If $K$ is a field of characteristic zero, then a polynomial $f(t) = \sum_{k = 0}^n a_k t^k0 \in K[t]$ with zero derivative $Df(t) = 0$ must be constant, because $Df(t) = \sum_{k = 1}^nka_kt^{k-1} = 0 \implies a_k = 0$, since $k \neq 0$. The book I'm reading (Algebraic Number Theory by Stewart and Tall) mentions that this is not true for finite fields.

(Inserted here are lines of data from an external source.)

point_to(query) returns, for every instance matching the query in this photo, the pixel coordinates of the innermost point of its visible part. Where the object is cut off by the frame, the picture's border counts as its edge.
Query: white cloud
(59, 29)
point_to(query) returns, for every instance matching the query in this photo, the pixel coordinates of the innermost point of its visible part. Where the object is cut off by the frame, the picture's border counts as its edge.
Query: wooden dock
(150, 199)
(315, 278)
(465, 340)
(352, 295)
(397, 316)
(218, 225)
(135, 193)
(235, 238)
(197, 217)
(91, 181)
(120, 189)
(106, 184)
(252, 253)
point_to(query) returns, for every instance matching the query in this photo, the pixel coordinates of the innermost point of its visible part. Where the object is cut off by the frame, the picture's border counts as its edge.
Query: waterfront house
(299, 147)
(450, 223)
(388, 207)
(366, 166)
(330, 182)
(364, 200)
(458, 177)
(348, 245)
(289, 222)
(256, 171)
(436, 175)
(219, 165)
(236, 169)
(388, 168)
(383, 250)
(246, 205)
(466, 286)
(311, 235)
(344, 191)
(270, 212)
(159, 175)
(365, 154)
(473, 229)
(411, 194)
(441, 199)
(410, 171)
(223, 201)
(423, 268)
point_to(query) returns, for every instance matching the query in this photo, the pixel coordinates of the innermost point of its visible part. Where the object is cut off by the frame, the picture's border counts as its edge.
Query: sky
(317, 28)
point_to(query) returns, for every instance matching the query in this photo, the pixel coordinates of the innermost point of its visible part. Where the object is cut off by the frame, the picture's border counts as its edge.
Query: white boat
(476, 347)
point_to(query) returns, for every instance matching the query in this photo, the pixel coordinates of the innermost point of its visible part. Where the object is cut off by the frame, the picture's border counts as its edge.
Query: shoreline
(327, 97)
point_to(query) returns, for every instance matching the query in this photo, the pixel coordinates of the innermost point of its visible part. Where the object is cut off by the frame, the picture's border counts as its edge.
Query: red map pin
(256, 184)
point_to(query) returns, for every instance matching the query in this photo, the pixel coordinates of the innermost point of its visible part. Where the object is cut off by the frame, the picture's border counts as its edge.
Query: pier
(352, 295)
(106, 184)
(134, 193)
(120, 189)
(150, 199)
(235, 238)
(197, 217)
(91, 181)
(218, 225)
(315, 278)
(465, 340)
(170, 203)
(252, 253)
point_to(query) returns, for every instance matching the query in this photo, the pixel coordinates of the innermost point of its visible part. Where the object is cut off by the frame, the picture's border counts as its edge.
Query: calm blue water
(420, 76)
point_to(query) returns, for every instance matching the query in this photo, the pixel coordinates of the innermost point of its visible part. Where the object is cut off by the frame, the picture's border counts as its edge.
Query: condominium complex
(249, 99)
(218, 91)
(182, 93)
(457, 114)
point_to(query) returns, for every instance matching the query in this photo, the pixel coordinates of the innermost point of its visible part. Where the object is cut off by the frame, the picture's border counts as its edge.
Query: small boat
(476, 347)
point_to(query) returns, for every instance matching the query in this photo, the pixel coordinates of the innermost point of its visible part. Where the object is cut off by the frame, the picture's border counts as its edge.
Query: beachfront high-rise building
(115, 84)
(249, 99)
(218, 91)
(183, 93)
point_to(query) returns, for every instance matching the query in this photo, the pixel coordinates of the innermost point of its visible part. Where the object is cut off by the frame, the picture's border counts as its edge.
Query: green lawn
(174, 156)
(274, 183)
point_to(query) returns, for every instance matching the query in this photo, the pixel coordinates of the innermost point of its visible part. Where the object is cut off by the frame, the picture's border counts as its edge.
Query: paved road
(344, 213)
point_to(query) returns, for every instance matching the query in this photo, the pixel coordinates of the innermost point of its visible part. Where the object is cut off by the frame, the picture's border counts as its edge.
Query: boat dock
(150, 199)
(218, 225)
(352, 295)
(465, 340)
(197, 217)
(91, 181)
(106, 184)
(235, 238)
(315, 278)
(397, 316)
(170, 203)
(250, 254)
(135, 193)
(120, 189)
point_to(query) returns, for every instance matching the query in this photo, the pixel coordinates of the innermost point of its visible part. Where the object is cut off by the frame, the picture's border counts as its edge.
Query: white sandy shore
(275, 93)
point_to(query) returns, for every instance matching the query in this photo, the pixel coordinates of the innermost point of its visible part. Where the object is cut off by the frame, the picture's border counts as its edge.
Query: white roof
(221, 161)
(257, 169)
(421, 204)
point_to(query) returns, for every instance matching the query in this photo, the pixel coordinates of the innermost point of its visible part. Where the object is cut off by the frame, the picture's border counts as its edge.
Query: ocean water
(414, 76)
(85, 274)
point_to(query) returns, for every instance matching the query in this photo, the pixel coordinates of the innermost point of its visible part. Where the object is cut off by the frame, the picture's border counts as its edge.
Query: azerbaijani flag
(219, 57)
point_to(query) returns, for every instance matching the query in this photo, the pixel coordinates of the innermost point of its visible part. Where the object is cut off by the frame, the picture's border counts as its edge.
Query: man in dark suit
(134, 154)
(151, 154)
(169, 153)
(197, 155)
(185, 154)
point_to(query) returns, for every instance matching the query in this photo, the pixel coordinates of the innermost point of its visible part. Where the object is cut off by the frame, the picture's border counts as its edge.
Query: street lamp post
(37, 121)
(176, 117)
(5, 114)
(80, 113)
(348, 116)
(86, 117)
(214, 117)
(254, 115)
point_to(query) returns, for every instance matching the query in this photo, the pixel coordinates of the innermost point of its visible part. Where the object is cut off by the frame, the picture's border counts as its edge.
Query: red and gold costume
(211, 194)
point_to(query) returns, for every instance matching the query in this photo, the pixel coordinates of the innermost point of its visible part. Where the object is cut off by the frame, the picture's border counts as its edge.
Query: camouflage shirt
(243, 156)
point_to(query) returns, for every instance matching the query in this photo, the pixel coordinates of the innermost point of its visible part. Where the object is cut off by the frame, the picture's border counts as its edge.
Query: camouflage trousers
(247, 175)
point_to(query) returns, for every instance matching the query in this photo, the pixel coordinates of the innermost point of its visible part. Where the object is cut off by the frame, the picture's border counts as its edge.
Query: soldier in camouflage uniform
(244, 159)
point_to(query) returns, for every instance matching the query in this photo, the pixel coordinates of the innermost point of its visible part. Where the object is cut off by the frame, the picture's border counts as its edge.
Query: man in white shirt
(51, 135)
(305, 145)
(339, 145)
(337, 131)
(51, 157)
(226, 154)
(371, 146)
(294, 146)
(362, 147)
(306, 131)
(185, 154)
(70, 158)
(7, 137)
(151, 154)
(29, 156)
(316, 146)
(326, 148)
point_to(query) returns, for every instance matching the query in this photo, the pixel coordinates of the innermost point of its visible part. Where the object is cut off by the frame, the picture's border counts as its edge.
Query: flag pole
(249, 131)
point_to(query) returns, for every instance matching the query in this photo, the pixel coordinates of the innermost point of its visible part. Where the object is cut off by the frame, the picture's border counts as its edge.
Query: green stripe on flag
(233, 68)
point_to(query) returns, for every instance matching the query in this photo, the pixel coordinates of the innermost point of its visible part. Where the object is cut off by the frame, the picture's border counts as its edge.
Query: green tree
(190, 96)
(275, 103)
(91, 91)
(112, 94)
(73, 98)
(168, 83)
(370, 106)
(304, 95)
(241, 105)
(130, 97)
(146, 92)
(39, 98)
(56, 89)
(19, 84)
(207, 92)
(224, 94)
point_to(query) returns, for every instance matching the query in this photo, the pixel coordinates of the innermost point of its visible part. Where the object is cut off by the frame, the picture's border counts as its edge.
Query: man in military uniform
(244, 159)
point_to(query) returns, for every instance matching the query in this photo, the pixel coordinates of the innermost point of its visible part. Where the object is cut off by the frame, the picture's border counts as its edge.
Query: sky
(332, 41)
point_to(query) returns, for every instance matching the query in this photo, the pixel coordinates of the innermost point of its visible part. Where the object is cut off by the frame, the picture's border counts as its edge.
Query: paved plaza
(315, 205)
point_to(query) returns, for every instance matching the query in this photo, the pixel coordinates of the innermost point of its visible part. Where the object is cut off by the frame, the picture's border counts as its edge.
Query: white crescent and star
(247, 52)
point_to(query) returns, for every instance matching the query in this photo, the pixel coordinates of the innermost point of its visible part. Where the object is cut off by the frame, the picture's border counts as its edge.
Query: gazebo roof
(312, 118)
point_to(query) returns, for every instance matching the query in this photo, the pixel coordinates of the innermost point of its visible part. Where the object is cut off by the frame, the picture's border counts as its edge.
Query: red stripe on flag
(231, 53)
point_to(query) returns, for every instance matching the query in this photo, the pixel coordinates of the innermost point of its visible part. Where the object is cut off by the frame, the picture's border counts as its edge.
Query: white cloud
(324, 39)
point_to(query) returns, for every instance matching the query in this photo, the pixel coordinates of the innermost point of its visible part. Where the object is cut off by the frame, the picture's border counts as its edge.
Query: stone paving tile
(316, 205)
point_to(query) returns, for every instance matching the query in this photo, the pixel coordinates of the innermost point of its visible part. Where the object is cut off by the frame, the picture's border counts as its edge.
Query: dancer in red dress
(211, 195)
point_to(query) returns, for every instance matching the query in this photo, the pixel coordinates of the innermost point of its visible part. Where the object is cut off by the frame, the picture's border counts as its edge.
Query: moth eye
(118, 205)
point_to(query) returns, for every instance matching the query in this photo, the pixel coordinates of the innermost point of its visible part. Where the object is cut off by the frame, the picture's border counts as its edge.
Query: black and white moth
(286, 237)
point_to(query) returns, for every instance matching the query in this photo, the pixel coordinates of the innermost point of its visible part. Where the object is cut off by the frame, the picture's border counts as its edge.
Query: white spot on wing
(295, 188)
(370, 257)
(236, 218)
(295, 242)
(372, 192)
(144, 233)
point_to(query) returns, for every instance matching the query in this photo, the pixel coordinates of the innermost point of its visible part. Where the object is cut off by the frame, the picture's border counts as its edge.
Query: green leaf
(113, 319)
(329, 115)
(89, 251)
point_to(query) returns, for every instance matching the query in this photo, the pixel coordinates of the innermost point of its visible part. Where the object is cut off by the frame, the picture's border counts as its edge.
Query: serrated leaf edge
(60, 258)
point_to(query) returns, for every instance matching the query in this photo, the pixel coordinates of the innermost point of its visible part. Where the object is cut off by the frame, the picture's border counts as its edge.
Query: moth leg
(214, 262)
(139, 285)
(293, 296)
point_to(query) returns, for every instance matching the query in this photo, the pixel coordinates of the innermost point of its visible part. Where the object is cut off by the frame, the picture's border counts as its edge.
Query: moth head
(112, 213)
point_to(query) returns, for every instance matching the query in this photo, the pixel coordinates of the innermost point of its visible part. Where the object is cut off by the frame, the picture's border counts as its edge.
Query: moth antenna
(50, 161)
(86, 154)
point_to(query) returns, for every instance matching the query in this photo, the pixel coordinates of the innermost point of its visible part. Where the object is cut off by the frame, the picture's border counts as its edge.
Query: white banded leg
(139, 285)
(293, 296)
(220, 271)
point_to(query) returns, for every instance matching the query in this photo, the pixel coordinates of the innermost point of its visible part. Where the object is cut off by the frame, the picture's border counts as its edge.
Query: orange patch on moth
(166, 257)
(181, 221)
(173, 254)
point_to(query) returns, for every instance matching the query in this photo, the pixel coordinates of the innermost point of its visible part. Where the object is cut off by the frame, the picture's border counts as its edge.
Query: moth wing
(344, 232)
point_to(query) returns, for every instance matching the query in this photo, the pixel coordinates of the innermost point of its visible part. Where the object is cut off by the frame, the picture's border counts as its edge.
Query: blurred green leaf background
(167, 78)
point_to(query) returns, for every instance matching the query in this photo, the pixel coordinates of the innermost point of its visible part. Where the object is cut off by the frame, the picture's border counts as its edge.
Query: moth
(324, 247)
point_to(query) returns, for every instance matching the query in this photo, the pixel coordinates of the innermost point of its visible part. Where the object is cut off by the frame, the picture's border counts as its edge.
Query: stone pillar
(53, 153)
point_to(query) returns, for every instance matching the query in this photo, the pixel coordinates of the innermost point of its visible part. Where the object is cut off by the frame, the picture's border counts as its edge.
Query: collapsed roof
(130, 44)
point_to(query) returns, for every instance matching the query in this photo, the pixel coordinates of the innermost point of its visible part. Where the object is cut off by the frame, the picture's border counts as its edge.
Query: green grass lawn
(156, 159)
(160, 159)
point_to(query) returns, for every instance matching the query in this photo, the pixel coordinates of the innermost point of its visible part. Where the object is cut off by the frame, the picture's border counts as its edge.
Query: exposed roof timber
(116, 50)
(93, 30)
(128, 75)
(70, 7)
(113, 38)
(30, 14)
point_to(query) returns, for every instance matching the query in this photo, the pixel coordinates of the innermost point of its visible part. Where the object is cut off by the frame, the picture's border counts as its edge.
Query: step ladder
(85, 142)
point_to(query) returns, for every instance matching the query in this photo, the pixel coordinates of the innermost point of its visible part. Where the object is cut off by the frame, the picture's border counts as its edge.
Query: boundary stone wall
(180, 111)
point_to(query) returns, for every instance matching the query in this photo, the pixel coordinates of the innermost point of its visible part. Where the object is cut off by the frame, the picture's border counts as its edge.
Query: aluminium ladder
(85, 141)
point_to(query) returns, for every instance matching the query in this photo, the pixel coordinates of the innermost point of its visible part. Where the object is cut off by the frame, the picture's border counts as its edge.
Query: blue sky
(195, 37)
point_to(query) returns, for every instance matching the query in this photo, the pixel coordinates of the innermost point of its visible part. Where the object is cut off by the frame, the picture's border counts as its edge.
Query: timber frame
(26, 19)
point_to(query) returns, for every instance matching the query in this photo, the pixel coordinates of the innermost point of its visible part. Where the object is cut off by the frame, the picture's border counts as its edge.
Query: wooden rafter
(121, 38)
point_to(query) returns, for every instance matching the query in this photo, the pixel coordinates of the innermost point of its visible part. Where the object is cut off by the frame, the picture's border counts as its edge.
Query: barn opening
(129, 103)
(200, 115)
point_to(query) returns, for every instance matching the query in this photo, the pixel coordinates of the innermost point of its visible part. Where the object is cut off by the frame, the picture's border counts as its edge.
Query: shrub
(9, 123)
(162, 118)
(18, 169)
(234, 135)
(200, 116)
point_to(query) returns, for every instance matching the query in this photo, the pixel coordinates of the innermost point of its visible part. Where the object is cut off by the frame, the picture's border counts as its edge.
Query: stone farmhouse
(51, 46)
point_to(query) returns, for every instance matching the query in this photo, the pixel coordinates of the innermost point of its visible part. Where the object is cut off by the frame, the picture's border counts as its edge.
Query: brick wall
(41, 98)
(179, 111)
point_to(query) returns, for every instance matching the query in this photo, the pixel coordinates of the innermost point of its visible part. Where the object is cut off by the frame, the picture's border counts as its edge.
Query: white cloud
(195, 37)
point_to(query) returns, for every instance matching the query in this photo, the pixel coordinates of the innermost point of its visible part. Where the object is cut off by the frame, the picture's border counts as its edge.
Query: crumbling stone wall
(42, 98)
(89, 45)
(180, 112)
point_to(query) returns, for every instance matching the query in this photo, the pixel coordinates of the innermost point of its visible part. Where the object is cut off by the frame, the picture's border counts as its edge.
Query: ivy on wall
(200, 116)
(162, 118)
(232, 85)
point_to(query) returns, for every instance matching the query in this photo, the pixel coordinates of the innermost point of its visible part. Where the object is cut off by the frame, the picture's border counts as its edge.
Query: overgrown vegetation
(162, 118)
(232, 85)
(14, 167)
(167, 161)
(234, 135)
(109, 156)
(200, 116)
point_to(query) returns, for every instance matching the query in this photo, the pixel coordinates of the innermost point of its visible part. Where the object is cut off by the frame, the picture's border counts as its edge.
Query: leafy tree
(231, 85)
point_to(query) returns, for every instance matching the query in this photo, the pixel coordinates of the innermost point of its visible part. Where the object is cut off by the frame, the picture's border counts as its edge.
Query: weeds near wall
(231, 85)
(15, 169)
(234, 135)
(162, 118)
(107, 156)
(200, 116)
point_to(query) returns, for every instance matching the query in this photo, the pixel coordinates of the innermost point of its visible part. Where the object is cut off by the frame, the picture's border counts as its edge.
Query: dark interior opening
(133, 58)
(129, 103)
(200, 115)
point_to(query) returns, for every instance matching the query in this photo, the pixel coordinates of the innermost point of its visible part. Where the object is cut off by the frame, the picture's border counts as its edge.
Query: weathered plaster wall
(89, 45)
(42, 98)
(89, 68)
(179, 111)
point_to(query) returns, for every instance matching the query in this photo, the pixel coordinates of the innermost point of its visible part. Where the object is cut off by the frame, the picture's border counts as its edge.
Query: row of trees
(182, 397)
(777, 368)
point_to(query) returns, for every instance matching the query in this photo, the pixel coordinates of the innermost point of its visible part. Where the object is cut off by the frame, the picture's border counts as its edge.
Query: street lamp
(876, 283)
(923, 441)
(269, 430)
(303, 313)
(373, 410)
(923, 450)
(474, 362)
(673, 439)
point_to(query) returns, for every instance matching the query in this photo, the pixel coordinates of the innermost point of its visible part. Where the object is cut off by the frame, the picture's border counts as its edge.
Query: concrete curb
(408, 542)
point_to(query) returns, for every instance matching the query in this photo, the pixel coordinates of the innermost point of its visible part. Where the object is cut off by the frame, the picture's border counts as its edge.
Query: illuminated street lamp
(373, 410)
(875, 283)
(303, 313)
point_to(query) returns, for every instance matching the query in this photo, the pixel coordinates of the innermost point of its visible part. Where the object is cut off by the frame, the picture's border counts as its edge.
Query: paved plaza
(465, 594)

So I tried to make up a counterexample: in $\mathbb{F}_2$, the derivative of $f(t) = t^2$ is $Df(t) = 2 t = 0$. My question is: is $f(t)$ constant? I think the definition of polynomials as sequences gives $f(t) = (0, 0, 1, 0, \dots)$, but I am confused about the exponent $2$: if read modulo $2$, wouldn't it make $f(t) = t^2 = 1$?

Answer 1

A (univariate) polynomial over a commutative ring $K$ is an expression of the form $$ a_0 + a_1 t + a_2 t^2 + \cdots + a_n t^n $$ where the coefficients $a_0, a_1, \ldots, a_n$ are elements of $K$, and $t, t^2, \ldots, t^n$ are symbols which follow the usual rules of exponentiation.

So to address your confusion: The exponents are nonnegative integers and not elements of $K$. In $\Bbb F_2[t]$ is $f(t) = t^2 = t \cdot t $ and that is different from $t^0 = 1$. Therefore $f(0) =0$, $f(1) = 1$, and $f$ is not constant.

Answer 2

Your example is correct and it is also non-constant. Look at $f(0)$ and $f(1)$.